Música e Gourmetização: a linha tênue entre a crítica e a chatice


Na semana passada um novo judas surgiu na música brasileira. Frustrado com a postura de alguns espectadores brasileiros durante seus shows no exterior, Ed Motta comentou no seu Facebook que não pretendia agradar a “turma mais simplória” e que nem sequer falaria em português nas apresentações. O equívoco no tom das declarações foi mais tarde reconhecido direta e honestamente pelo próprio, embora o mal já estivesse feito.Antes de qualquer coisa, um esclarecimento: este texto não pretende fazer nenhum tipo de piada infame usando a referência à palavra gourmet presente no título e o gosto de Ed Motta por restaurantes renomados e vinhos raros. O problema aí é muito mais sério do que o apetite do músico. 
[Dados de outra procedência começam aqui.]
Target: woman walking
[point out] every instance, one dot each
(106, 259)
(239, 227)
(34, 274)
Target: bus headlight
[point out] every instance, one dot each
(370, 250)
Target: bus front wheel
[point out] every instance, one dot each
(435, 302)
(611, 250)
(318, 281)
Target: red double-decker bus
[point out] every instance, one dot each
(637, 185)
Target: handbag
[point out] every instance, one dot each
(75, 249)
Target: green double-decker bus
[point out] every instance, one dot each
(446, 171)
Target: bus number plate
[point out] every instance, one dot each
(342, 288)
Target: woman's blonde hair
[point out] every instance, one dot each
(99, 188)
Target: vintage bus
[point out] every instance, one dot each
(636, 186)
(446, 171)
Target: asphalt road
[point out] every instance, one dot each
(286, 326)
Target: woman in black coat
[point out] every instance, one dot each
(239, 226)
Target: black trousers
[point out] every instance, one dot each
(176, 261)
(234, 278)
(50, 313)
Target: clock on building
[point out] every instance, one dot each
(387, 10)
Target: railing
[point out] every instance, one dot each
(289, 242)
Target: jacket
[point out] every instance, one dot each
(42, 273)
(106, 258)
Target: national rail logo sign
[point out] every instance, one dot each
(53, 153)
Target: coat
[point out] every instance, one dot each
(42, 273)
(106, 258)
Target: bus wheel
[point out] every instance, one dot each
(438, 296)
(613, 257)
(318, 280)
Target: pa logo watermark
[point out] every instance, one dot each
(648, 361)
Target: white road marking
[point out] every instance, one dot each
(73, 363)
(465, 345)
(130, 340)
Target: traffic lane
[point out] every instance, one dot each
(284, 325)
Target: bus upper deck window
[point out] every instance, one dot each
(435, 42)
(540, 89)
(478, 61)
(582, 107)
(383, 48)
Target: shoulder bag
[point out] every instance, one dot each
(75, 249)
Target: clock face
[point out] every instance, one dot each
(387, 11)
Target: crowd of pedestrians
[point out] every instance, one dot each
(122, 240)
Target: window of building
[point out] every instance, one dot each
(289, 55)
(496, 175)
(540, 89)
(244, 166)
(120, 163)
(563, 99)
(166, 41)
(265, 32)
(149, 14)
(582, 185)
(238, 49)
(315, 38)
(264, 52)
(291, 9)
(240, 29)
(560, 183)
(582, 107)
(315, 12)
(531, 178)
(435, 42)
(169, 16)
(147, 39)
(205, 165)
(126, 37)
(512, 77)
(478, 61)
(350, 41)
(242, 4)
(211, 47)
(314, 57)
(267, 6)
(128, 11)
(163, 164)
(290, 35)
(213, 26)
Foto: Página de Ed Motta no Facebook
Nos dias atuais, a internet e as redes sociais permitem que qualquer pessoa fale (praticamente) o que quiser, como quiser e para quem quiser. Só que esta liberdade de expressão parece vir com um brinde indigesto: a crítica exagerada. Obviamente todos têm questionamentos, frustrações e revoltas, mas precisa tanto? A hiperexposição tornou obrigatório ser (ou parecer) mais culto, se vestir melhor, gastar mais e gostar das comidas mais sofisticadas. Simples, não. Sim à gourmetização.
Na música este pensamento é ainda mais antigo. É normal se identificar com um ou outro estilo, mas esta relação chega a ser patológica ao ponto de uma pessoa se achar um ser superior, elevado e iluminado pela bênção de compreender um estilo A, bem diferente dos seres primitivos que se limitam e se contentam com B. Pensamentos assim impedem a apreciação sincera das coisas simples. Das músicas simples.
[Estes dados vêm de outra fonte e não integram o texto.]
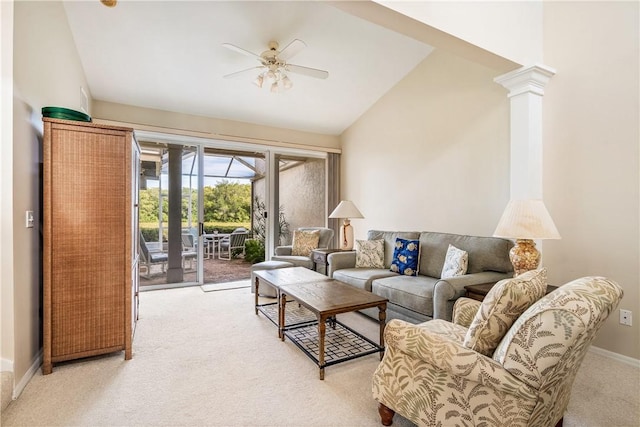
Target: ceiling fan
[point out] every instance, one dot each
(274, 66)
Sim, deveria haver mais espaço para outros tipos de música e sim, há quem seja culpado diretamente por isso. Só que a culpa não é necessariamente do público nem mesmo dos artistas. Grandes empresas ligadas à música e suas relações com os grandes meios de comunicação criaram o sistema que definiu não o que seria bom ou ruim, mas o que seria consumido ou não. A conclusão que chegaram foi de que o mais simples vende mais e esta prática foi autossuficiente por décadas. Foi assim para os Beatles e para Lucas Lucco. Acontece que os novos rumos da comunicação criaram canais diretos de troca de informação que deixaram os poderosos desnorteados (talvez a melhor palavra fosse desesperados). Conclusão, todos estes estilos renegados tendem a ganhar mais espaço, mesmo que por iniciativas menores.

Voltando ao Ed Motta e à sua música ensaiada com “seriedade cirúrgica”, é tempo de um pouco mais de otimismo. Por mais complexa e fora dos padrões estéticos que seja a obra de um artista, ela está hoje livre das amarras da indústria musical e pode chegar a todos os públicos. Agora, se ainda assim as outras “turmas” continuarem incomodando tanto, aí já é chatice mesmo.